A SUP foiling session and a couple of demonstrative windfoiling reaches for me yesterday. I took my friend Paolo windfoiling for his first time and here’s a couple of shots. In this first one, he’s foiling but with too much weight on the back foot. That is a mistake that comes from the windsurfing muscle memories. Notice how much the regular slalom sailors are leaning upwind and loading the board to transfer the lift received by the (huge) sail to the board. No need to do that while windfoiling, as the lift comes from the foil under the board.
Here’s after I told him to slightly correct his stance, stand more centered and upright like a surfer, and keep the weight even on both legs (unless he needs to correct the pitch of the foil). The board is now perfectly parallel to the water and the foil advances with minimal drag. Perfect no harness foiling stance, really.
This is a short clip showing how remarkably well he did. Once again, windfoiling (with a surfing foil!) is the easiest way of learning the foiling feeling, if you know how to windsurf already.

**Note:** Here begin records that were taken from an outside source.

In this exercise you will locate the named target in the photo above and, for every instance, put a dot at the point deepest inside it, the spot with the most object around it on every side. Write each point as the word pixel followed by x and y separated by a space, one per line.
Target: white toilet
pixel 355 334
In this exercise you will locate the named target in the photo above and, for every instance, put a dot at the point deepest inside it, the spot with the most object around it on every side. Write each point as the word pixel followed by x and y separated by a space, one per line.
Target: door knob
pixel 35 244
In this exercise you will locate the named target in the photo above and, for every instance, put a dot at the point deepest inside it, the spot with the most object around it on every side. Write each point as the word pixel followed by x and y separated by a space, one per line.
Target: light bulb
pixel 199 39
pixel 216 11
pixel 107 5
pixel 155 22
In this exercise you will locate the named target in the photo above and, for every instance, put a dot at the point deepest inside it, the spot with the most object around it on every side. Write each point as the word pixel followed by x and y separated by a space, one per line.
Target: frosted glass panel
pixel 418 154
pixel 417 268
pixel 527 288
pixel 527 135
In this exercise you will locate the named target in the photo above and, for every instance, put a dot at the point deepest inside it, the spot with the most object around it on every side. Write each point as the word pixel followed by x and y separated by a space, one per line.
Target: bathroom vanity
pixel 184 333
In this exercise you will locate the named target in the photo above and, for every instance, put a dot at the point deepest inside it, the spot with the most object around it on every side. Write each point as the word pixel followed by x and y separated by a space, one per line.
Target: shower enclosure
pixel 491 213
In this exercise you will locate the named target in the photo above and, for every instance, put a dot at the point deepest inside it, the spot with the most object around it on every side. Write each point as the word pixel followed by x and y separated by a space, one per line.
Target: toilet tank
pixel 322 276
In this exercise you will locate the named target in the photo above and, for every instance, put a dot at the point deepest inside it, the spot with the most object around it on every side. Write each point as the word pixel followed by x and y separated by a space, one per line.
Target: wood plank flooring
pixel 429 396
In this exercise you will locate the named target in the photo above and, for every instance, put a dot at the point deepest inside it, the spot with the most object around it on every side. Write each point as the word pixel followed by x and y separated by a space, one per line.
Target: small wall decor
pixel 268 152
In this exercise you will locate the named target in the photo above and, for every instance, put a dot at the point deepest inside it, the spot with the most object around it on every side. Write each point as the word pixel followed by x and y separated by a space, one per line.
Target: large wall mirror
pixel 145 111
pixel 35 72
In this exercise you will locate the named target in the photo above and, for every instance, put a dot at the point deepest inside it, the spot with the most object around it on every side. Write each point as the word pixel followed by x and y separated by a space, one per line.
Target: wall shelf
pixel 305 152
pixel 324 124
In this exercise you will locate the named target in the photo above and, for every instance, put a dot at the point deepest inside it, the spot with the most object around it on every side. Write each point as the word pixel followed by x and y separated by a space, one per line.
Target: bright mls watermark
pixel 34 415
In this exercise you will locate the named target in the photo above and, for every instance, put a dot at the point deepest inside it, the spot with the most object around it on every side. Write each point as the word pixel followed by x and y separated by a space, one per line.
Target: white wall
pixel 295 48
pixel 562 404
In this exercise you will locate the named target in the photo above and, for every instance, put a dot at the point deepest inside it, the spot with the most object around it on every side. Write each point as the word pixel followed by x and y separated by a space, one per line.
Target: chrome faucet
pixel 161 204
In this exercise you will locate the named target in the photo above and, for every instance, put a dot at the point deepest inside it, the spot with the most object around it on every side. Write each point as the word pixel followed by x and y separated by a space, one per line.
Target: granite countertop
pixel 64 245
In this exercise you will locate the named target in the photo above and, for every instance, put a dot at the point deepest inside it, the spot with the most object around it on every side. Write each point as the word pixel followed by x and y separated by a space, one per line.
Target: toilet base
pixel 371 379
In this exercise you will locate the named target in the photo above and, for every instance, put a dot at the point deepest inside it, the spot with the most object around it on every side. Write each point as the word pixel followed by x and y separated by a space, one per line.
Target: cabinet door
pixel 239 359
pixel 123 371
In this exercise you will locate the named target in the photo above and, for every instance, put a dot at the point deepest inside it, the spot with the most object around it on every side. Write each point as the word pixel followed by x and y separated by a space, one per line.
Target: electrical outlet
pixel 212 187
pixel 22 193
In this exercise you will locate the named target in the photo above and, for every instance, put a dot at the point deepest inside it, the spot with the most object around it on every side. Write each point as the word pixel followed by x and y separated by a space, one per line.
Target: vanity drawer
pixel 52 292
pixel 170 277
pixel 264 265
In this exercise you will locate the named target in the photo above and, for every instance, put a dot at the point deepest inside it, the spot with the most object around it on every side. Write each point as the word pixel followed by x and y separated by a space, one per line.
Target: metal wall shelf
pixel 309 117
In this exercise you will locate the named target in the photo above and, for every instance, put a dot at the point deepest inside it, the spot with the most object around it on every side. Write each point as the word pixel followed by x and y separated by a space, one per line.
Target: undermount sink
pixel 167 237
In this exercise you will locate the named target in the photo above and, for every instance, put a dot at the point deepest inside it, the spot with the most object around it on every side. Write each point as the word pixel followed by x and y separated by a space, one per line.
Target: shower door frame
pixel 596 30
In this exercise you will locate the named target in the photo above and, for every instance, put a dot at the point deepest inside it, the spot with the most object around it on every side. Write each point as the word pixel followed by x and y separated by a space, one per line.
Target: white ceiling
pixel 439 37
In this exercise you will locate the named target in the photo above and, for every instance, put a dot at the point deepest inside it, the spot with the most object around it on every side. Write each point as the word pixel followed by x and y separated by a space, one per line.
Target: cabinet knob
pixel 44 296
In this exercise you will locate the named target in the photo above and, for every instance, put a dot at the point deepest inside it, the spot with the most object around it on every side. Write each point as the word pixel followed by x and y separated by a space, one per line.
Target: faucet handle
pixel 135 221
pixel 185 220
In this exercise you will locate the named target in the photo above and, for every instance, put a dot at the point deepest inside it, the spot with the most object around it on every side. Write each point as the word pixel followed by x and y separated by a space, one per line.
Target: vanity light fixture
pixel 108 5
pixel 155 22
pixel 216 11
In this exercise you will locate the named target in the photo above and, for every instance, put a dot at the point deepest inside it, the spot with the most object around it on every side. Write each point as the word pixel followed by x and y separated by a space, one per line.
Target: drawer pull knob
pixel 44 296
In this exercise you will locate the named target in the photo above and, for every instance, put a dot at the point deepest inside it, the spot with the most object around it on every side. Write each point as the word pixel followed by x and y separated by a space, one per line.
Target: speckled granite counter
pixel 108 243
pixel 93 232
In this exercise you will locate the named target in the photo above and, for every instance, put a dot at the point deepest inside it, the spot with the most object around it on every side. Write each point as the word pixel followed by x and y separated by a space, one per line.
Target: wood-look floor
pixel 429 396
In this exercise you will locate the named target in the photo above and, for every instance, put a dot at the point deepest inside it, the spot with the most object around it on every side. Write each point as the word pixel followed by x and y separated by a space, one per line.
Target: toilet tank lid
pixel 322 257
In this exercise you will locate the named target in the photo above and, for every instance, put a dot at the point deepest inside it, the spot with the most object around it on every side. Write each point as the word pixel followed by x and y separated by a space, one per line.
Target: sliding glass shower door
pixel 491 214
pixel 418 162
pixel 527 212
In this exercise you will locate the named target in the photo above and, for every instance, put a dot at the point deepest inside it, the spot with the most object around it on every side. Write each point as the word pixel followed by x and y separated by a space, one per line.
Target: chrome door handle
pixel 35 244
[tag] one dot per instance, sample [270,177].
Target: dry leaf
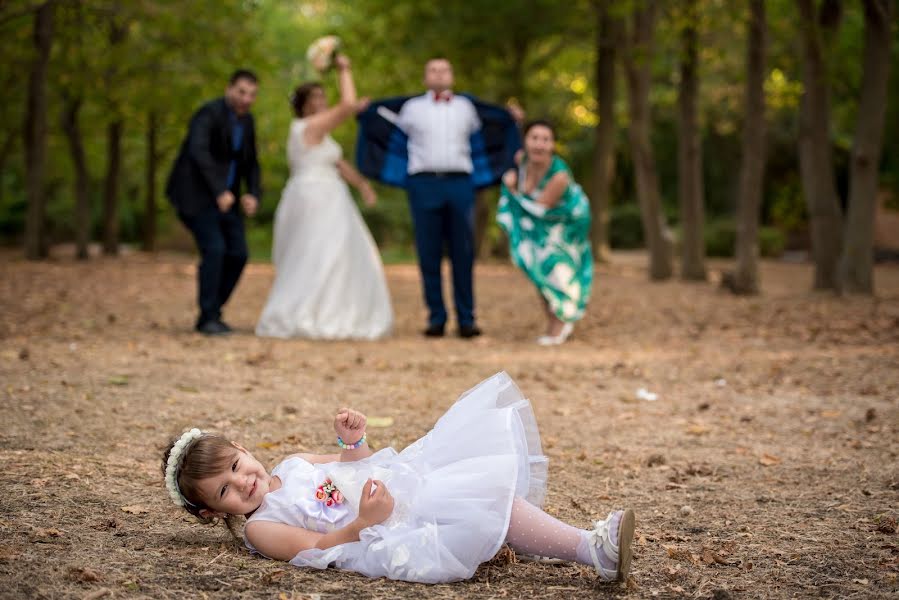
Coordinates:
[135,509]
[275,575]
[697,429]
[84,574]
[769,460]
[49,532]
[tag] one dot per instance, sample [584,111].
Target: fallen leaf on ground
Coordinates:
[769,460]
[84,574]
[135,509]
[48,532]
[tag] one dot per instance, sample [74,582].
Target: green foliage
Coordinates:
[176,55]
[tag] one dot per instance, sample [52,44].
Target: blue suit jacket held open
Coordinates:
[381,152]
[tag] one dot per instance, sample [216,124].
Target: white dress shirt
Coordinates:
[438,133]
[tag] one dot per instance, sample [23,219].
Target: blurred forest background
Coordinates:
[698,127]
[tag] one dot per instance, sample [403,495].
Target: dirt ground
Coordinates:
[766,467]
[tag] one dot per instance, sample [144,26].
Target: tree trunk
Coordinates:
[689,153]
[79,161]
[111,188]
[35,132]
[815,154]
[856,270]
[5,151]
[149,237]
[117,33]
[638,68]
[608,36]
[745,279]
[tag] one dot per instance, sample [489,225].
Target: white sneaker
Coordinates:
[616,547]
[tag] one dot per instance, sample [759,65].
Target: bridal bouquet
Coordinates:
[322,51]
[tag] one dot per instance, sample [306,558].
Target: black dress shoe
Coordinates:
[434,330]
[468,331]
[213,327]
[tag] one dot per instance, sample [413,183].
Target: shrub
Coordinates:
[721,238]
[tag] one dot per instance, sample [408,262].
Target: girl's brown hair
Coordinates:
[206,456]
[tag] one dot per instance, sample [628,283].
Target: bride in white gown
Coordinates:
[329,280]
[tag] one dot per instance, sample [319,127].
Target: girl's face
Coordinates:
[539,143]
[239,488]
[315,102]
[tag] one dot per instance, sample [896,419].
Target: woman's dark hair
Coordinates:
[300,95]
[539,123]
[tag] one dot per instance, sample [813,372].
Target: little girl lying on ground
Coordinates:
[431,513]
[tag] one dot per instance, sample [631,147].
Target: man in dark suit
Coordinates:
[218,152]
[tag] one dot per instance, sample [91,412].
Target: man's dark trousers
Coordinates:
[442,207]
[223,251]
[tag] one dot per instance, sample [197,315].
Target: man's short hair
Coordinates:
[243,74]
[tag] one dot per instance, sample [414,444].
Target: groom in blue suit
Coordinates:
[441,147]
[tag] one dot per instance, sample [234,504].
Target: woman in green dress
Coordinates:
[546,216]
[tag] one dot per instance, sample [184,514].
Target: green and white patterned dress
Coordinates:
[551,246]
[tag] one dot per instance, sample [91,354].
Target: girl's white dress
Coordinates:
[453,492]
[329,280]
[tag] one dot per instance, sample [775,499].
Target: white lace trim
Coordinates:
[174,461]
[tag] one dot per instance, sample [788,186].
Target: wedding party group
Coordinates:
[435,511]
[440,146]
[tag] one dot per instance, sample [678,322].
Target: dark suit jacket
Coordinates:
[200,172]
[381,152]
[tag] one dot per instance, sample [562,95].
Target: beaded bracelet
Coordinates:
[346,446]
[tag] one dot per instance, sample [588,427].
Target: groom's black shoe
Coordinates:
[213,327]
[469,331]
[434,330]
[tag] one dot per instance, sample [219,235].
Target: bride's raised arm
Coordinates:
[321,123]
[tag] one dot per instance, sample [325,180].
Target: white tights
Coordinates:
[532,531]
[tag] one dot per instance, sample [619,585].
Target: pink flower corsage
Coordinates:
[328,494]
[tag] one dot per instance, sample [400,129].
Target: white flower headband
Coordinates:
[174,461]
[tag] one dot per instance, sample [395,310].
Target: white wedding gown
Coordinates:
[329,280]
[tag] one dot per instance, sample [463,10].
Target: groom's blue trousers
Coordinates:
[442,207]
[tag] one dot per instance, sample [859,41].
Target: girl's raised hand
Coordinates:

5am significant buoy readings
No indication of southerly energy at the buoys, the Surfline forecast calls for 0.6f 9s.
6.3ft @ 15s from 315° (NW)
7.6ft @ 9s from 335° (NNW)
8.1ft @ 9s from 356° (N)
New NW swell on the rise as predicted, but unfortunately the onshore wind will make the conditions extremely poor. The collage below shows the graphs of the three reported buoys, the red dotted line on the Pauwela one shows the predicted rise of the NW swell locally. Plenty short period choppy waves from the N in the meantime.
Wind map at noon shows light onshore on the north shore and good downwind conditions on the Kihei coast. I’m excited to give SUP foil downwinding another try, first time in Kihei and first time with the Maliko 200 foil.